So, has Healy considered working on film or TV scores? “I’ve done various bits and pieces in that area, but I’ve never really pursued it,” he replies. “I think you have to do quite a lot of apprenticeship. You can do your apprenticeship in albums and touring, but you have to get to a high level before you have your pick of film scores to work on. I think you basically have to cut your teeth and work on stuff that you wouldn’t necessarily want to, to make a name for yourself. And I don’t know if I would be up for making music that I didn’t really want to make, just to climb that ladder to the point where I could make music I did want to make. But if someone approached me and it was with a script that was amazing… then absolutely I would do it.”
In his own time, Healy has found himself drifting more towards listening to jazz and away from rock and pop, heralding Scottish pianist Fergus McCreadie as the “best of his generation”. “I was listening to that a lot during the period of writing this, so maybe some of it snuck in by osmosis,” Healy adds. “Also reading lots of science fiction. Stuff definitely does sneak in. I think like whatever you’re eating ends up part of your body, I think the same rules apply to creativity.”

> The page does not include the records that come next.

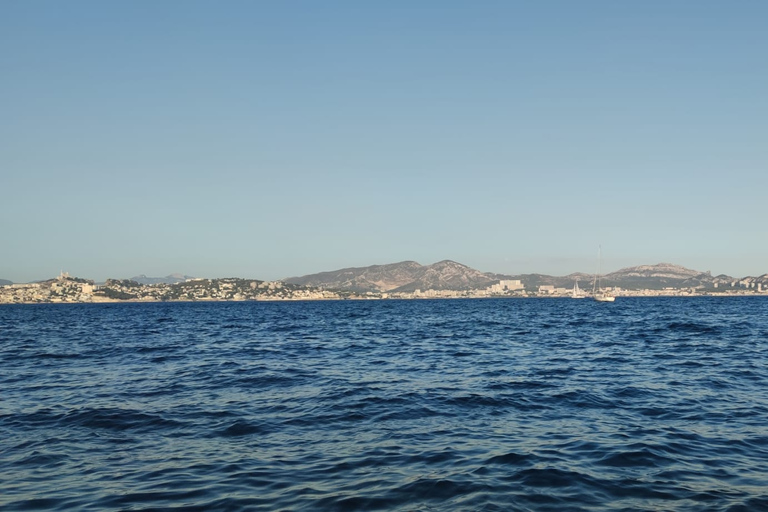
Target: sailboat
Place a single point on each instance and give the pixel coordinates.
(598, 293)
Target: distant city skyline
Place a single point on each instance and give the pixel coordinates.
(270, 140)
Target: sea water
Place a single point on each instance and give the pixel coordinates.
(510, 404)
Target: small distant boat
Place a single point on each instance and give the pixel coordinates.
(577, 292)
(598, 293)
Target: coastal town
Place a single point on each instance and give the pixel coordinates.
(69, 289)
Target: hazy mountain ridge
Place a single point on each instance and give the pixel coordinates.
(408, 276)
(169, 279)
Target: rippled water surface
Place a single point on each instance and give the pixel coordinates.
(643, 404)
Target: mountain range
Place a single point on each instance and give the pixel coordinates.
(169, 279)
(408, 276)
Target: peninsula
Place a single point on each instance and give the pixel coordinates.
(404, 280)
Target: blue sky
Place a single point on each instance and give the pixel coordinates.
(272, 139)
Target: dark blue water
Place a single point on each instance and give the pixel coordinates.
(563, 405)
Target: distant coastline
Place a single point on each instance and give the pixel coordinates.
(68, 289)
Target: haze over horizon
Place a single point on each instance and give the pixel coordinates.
(269, 140)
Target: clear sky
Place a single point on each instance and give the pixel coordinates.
(272, 139)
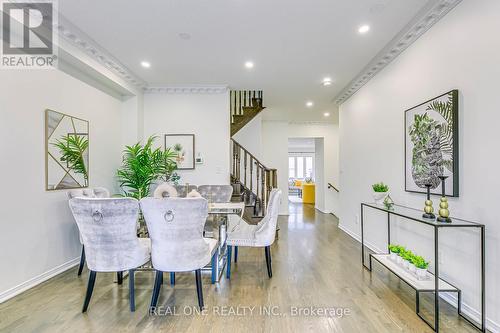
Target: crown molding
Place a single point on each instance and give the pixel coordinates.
(423, 21)
(79, 39)
(195, 89)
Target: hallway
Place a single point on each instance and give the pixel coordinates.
(316, 266)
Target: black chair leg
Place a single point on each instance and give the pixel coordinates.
(82, 261)
(131, 289)
(90, 289)
(199, 288)
(156, 289)
(268, 261)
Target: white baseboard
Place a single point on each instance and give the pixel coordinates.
(9, 293)
(450, 298)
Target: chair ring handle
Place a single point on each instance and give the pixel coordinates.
(169, 216)
(97, 216)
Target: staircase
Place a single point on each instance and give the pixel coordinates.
(252, 181)
(245, 105)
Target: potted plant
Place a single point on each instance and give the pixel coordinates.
(399, 259)
(421, 267)
(142, 165)
(394, 251)
(406, 256)
(380, 192)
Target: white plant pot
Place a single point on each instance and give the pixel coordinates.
(421, 273)
(379, 197)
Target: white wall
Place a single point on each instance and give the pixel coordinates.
(206, 116)
(39, 237)
(250, 136)
(462, 52)
(275, 136)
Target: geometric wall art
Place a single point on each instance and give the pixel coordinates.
(183, 146)
(431, 145)
(66, 151)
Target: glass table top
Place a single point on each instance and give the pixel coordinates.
(416, 215)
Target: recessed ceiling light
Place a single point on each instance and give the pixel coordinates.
(184, 35)
(327, 81)
(364, 29)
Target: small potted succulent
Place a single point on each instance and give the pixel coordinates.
(394, 250)
(406, 256)
(399, 259)
(380, 192)
(421, 267)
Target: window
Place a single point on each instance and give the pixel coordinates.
(300, 166)
(291, 167)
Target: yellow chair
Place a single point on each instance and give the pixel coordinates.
(308, 193)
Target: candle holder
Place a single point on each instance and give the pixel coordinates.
(429, 210)
(444, 213)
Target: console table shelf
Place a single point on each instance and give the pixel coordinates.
(435, 284)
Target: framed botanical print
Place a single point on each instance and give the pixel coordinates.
(431, 145)
(183, 146)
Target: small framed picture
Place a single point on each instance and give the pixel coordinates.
(183, 147)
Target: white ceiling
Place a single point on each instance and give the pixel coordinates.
(293, 43)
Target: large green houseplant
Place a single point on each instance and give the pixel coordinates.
(142, 165)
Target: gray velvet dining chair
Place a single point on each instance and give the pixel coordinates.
(175, 226)
(108, 230)
(262, 234)
(96, 192)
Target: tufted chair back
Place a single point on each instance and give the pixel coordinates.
(175, 227)
(220, 193)
(266, 229)
(181, 190)
(96, 192)
(108, 230)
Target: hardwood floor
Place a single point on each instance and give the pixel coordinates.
(314, 265)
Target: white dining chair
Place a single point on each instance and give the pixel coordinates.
(96, 192)
(108, 230)
(262, 234)
(175, 226)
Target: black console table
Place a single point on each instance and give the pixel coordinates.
(438, 284)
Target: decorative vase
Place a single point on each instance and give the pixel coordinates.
(379, 197)
(444, 213)
(421, 273)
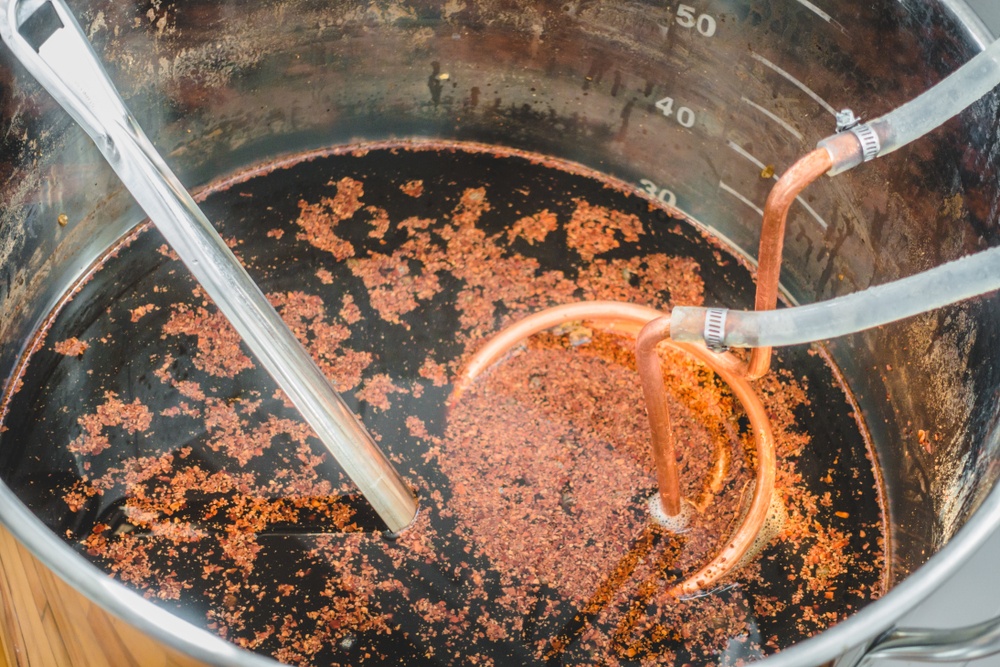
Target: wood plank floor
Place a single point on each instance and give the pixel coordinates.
(46, 623)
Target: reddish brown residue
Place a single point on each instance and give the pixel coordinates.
(71, 347)
(592, 229)
(564, 412)
(137, 314)
(134, 417)
(319, 221)
(533, 228)
(219, 352)
(413, 188)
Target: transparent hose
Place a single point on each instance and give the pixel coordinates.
(949, 283)
(945, 100)
(916, 118)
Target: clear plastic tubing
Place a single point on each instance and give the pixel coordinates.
(947, 284)
(919, 116)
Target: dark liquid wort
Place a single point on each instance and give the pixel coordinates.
(143, 434)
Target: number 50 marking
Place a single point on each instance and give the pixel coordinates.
(685, 117)
(687, 18)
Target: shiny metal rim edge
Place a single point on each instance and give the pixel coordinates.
(850, 636)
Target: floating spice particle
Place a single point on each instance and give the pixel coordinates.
(140, 312)
(219, 346)
(435, 372)
(268, 477)
(533, 228)
(376, 391)
(71, 347)
(413, 188)
(594, 230)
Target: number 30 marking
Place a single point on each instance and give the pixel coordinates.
(664, 195)
(704, 23)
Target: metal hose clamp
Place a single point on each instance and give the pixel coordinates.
(715, 329)
(868, 138)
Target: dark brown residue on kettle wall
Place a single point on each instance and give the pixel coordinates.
(164, 455)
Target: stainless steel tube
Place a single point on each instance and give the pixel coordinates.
(63, 61)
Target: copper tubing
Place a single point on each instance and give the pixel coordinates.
(661, 432)
(631, 319)
(772, 240)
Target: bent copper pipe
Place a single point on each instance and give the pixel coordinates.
(772, 240)
(630, 319)
(661, 432)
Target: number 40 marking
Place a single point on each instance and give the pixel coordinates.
(685, 117)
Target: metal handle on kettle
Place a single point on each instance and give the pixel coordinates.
(956, 645)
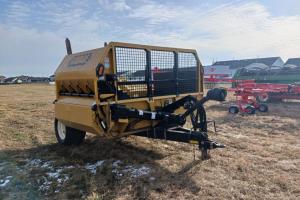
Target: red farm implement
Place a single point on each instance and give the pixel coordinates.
(251, 95)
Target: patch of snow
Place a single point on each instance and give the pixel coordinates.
(137, 172)
(116, 163)
(133, 171)
(93, 167)
(3, 183)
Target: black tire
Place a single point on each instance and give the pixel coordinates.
(250, 110)
(72, 136)
(263, 108)
(233, 109)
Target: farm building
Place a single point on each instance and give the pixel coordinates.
(230, 67)
(293, 61)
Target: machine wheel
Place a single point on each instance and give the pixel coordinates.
(233, 109)
(263, 108)
(67, 135)
(263, 98)
(250, 110)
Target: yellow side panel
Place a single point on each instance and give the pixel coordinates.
(76, 112)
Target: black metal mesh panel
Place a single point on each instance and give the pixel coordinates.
(131, 69)
(187, 73)
(162, 71)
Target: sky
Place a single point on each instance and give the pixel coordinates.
(32, 33)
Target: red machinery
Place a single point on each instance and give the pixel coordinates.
(268, 92)
(246, 102)
(250, 95)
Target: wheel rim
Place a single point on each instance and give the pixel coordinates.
(61, 129)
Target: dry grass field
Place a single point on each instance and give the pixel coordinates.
(261, 160)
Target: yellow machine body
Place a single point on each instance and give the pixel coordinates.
(78, 84)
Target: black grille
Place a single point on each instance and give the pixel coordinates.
(187, 73)
(131, 69)
(144, 73)
(163, 76)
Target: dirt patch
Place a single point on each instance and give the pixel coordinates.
(260, 161)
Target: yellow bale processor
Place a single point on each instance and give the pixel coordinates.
(128, 89)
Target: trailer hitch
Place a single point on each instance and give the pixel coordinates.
(170, 126)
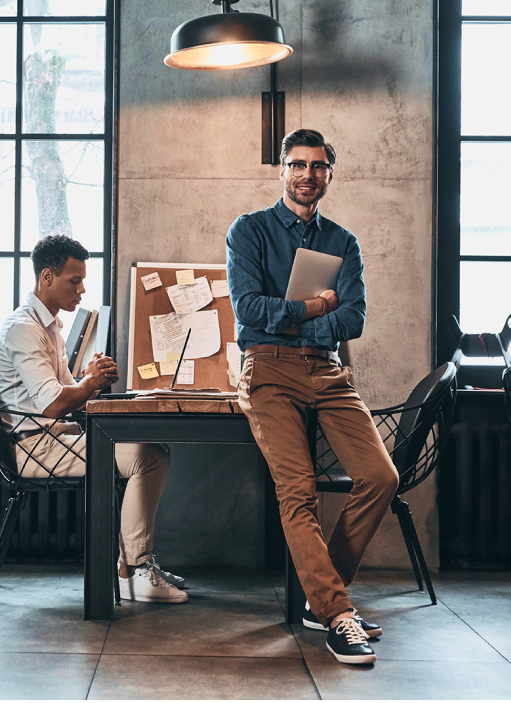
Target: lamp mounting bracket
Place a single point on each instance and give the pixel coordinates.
(226, 4)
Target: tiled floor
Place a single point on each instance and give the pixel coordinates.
(230, 641)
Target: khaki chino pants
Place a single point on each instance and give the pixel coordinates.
(145, 465)
(277, 392)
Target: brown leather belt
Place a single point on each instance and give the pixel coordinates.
(293, 351)
(20, 436)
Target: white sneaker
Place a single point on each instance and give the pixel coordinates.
(166, 575)
(147, 585)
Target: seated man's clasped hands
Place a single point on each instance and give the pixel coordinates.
(35, 378)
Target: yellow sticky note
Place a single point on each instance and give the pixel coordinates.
(168, 368)
(173, 356)
(185, 278)
(148, 371)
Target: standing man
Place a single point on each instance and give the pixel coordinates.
(35, 378)
(291, 369)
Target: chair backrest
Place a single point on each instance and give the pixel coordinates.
(8, 469)
(423, 429)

He also admits that five years since Grind Show is too long. And in comes the doubt again. “I think it’s easier when there’s a shorter incubation period, because you have less time to doubt yourself and worry if you have anything to say this time around,” Healy continues. “I’m going to try and make an effort for it to be less of a wait this time, for selfish reasons.”
How have North Atlantic Oscillation progressed in those last five years? “In that time nothing else has happened: there hasn’t been any tours, there hasn’t been any EP releases, or anything,” Healy says. “Any way we have progressed, I guess it’s there in the music. So, it’s up to you.”